Tescari had argued in court that her former husband was “physically and verbally abusive,” and that due to the economic and social crisis in her country it was important not to return the children.
“My life was them. I have not been able to overcome depression, anguish and despair,” she said.
Tescari had the support of the National Immigrant Women’s Advocacy Project, which along with her defense lawyers asked a court to grant a new hearing in the case or a court hearing with a panel of judges.
But the request was denied, and her lawyers are considering appealing to the Supreme Court, Tescari said.

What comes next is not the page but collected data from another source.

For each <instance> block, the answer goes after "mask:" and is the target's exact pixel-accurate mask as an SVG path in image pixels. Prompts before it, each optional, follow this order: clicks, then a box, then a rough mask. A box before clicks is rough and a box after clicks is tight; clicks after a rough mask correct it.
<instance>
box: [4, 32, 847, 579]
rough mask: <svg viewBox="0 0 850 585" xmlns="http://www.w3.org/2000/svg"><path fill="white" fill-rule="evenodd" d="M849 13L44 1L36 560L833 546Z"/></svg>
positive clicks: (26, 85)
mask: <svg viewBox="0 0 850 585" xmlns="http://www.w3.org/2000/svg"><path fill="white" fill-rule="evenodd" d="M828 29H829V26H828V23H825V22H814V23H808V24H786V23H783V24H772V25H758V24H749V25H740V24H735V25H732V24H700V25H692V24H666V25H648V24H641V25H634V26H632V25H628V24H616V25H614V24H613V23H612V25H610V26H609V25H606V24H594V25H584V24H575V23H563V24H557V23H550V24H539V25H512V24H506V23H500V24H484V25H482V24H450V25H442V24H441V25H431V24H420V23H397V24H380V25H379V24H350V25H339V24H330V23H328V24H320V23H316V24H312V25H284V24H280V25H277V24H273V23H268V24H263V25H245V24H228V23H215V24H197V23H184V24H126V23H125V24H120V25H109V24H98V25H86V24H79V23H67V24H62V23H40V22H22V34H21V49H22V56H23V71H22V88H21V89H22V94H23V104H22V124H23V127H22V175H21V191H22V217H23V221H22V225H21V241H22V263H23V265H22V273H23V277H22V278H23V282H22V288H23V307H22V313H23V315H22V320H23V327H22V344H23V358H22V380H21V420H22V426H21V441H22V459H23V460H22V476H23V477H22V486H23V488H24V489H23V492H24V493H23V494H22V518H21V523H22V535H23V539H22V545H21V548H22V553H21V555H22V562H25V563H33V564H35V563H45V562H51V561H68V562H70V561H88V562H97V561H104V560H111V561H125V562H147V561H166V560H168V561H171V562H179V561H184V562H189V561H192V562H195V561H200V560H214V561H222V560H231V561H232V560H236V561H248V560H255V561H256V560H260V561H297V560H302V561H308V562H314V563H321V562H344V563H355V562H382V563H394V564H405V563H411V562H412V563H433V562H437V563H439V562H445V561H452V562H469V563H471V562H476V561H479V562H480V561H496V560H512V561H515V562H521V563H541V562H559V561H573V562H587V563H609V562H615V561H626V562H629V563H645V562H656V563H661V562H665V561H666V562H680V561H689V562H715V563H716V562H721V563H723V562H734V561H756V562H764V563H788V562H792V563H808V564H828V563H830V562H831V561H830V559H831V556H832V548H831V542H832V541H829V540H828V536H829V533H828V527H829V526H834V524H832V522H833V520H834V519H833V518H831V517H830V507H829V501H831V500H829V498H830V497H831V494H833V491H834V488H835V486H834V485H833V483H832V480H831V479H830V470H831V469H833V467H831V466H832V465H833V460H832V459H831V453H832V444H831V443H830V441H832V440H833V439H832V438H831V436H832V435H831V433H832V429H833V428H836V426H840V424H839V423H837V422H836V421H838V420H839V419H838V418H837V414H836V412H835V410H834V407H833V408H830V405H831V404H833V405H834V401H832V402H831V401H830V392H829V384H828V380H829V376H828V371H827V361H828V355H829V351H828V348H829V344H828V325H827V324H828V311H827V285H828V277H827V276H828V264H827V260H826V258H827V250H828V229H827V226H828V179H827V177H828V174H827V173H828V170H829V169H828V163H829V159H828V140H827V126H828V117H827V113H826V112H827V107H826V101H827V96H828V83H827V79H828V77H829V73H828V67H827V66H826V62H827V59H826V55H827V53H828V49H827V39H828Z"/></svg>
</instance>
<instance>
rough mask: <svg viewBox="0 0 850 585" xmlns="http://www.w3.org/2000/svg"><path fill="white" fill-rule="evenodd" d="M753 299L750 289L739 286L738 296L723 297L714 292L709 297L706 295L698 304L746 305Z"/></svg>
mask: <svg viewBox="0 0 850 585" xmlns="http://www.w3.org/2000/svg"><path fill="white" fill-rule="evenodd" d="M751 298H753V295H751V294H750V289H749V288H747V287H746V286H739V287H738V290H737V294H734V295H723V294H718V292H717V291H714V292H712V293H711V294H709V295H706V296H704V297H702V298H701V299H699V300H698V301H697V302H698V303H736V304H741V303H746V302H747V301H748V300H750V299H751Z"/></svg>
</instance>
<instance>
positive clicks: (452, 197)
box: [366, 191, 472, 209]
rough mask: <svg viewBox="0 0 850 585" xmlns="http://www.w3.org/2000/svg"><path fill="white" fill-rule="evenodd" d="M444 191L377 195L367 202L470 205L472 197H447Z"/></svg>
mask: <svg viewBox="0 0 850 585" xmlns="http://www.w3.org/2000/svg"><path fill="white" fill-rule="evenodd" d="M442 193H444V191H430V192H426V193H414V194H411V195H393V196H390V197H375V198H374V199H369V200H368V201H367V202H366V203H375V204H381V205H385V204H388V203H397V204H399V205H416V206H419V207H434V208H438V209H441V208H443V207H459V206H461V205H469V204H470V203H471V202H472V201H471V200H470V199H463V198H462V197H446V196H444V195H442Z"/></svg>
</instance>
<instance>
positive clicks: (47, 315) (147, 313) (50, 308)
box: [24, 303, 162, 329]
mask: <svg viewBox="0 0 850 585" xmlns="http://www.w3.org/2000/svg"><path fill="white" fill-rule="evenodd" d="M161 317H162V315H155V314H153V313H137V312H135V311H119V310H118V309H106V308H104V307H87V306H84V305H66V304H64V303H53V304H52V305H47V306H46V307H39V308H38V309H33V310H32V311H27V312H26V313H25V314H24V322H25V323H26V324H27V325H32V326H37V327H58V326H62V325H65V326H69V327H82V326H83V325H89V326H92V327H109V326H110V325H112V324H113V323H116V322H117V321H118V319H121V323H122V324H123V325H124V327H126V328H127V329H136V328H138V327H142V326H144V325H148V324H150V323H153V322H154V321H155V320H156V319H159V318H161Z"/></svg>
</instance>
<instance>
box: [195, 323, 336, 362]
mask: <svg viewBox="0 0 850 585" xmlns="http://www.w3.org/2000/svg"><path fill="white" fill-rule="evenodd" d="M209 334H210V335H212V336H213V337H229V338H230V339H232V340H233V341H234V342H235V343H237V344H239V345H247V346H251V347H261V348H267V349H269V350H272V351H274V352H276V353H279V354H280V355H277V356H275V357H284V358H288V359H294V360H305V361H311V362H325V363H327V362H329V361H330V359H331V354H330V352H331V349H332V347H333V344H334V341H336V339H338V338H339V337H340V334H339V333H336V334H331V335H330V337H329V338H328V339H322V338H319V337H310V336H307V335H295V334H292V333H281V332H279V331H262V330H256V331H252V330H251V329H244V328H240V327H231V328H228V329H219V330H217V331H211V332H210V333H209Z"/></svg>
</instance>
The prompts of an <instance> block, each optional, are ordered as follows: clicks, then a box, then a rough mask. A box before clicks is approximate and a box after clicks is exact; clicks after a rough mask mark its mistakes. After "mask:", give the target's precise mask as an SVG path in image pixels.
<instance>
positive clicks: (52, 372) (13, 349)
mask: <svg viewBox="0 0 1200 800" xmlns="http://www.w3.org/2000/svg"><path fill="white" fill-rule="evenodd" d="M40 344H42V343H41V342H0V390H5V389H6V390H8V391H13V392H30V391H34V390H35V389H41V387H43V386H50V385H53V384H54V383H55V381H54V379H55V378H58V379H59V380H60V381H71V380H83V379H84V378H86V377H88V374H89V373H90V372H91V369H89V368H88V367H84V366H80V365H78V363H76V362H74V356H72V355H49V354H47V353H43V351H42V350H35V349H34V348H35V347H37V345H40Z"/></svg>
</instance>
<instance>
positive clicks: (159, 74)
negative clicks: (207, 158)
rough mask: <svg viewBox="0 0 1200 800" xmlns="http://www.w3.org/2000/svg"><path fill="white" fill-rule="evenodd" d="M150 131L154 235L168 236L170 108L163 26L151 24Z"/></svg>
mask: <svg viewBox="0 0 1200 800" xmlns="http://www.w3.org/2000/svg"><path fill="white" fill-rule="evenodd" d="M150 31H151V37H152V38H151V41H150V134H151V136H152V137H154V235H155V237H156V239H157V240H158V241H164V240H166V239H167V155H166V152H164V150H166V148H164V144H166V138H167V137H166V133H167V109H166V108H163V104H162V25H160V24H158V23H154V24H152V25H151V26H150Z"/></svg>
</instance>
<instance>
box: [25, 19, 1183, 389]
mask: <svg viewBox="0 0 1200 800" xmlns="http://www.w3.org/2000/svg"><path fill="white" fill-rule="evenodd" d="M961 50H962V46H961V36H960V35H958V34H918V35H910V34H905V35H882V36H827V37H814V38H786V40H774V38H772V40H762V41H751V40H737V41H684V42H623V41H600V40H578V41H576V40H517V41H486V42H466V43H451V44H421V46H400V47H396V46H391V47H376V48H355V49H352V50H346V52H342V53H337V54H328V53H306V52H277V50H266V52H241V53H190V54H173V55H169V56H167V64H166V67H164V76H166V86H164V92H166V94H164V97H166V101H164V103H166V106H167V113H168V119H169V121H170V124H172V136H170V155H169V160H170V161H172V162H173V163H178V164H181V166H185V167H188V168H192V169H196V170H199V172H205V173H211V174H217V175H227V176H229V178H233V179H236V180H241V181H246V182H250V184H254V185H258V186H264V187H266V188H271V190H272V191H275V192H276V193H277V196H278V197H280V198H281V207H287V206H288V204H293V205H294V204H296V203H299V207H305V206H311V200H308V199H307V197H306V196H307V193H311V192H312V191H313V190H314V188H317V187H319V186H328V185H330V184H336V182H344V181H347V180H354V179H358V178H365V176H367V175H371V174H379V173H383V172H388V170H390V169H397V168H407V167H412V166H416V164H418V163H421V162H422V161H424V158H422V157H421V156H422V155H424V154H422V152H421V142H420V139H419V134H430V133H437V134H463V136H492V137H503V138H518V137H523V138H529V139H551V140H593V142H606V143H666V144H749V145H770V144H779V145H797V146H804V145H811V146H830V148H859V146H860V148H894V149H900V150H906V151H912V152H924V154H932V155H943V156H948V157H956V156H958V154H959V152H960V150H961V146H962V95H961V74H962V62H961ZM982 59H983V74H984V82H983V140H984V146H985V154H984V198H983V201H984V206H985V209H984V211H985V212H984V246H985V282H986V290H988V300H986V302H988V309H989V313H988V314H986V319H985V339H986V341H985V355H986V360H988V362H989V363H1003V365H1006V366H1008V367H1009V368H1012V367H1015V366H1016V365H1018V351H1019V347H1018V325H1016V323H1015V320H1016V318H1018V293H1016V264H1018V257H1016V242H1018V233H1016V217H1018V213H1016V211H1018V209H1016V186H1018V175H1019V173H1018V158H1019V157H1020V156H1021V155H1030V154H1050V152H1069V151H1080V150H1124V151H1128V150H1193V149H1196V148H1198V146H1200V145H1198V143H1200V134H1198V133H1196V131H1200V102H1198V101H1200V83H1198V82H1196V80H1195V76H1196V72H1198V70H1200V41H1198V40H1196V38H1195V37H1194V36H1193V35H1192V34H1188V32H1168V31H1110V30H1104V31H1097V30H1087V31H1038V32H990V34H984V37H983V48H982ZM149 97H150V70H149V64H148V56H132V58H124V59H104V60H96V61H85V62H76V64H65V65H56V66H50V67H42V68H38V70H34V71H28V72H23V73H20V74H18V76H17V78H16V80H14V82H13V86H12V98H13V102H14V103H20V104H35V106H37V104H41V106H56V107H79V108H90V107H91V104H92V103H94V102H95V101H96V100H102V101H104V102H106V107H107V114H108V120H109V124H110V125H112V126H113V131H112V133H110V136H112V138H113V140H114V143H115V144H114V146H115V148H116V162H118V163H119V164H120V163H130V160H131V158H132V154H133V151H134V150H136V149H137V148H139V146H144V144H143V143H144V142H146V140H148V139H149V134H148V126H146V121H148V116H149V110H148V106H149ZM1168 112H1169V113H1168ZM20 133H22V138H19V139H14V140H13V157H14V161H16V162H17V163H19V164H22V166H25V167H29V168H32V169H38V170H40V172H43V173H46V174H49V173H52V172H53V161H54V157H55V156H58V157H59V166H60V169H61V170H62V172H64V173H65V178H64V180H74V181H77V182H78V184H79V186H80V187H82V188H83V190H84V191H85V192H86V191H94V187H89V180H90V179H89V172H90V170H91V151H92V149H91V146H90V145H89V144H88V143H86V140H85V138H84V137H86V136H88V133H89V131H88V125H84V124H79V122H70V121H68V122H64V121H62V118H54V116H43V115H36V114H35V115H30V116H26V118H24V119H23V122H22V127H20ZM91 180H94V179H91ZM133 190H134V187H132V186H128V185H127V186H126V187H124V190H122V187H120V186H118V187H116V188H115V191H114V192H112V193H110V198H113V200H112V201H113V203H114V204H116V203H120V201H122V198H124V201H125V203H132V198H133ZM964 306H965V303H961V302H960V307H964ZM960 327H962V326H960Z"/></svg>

The Venezuelan woman’s lawyers argued that “Venezuela is a war zone plagued by famine and that the Venezuelan judicial system is incapable of adjudicating the parties’ custody dispute” and returning the minors “would expose them to a serious risk of physical or psychological harm or otherwise subject them to an intolerable situation,” according to court documents.
The appeals court said she failed to prove that returning the children would expose them to those risks and mentioned a Florida court ruling in another case involving a Venezuelan minor saying current conditions in that country do not reach the level of a zone of war, famine, or disease.
Leaving without authorization
Pérez said that according to Venezuelan law, her son’s father needed to have a document signed by her authorizing the child to travel abroad. She suspects that the father took their son to Colombia and from there he traveled to Mexico.
Pérez says she was never asked to sign any departure documents and that she filed a complaint with the Venezuelan police in December.
She maintains that the father used their son to gain expedited entry into the United States for immigration purposes.
Crossing the southern border
John De la Vega, an immigration attorney, said that undocumented migrants who arrive with minor children at the U.S. border are usually allowed to enter more quickly.
The authorities ask them to prove their family relationship and usually request the children’s birth certificates, he said.
De la Vega said that he has seen many cases similar to those of Pérez and Tescari.
“These cases are frequent. We have seen them in different states, such as Texas and New York, people who have a custody fight and the parents are involved in an immigration process. The fathers are in Venezuela and the mothers are here. And they are complicated, complex cases,” he said.